Hace unos meses, varios periódicos nacionales publicaban las siguientes palabras del líder de Podemos, Pablo Iglesias, pronunciadas al hilo del transcurso de un acto de presentación de un libro en Madrid: «Lo que se discute en Podemos es si tiene que seguir siendo populista o no». A continuación se señalaba cómo Iglesias habría aprovechado la ocasión para defender un “populismo de izquierdas” oponiéndolo a la deriva de la moderación y la institucionalización del partido que propugnaría Íñigo Errejón.

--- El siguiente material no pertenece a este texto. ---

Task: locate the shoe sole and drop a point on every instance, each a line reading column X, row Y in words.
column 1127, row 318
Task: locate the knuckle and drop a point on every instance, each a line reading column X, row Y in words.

Reflexionemos brevemente sobre el uso que del propio concepto de «populismo» estaría haciendo este líder político. Como acontece con casi todos los conceptos que conforman un determinado vocabulario político, «populismo» es un término que, pese a que su utilización es constante y reiterada en las sociedades democráticas contemporáneas, está sin embargo lejos de suscitar un acuerdo en torno a su significado por parte de quienes no dudan en utilizarlo con tanta frecuencia. Y es que, numerosas preguntas se asomarían de inmediato a la polémica: ¿Qué es, en realidad el «populismo»? ¿Es una ideología? ¿Es, acaso, una etiqueta que describe un determinado tipo de partido o agrupación política? ¿Dónde se expresa el «populismo»? ¿Sólo en América Latina, en Europa y en EEUU o también en sociedades no occidentales? ¿Hay «populismos» y «populistas» o solo existen unos y no los otros? Estos interrogantes y muchos más podrían estar reflejando la densidad y la apertura que rodea a este fenómeno, dando a entender así lo difícil que sería hallar una respuesta emanada de un cierto consenso. Ofrecer una respuesta a todos estos interrogantes–una tarea que ya tiene enfrascados a numerosos estudiosos y teóricos– sobrepasaría pues obviamente los límites de espacio a los que hemos de ajustarnos, pero sí que podríamos tal vez detenernos un poco en subrayar cómo, en la propia indefinición del término «populismo» y en las constantes disputas sobre su significado, se hallan paradójicamente, las claves para entenderlo mejor.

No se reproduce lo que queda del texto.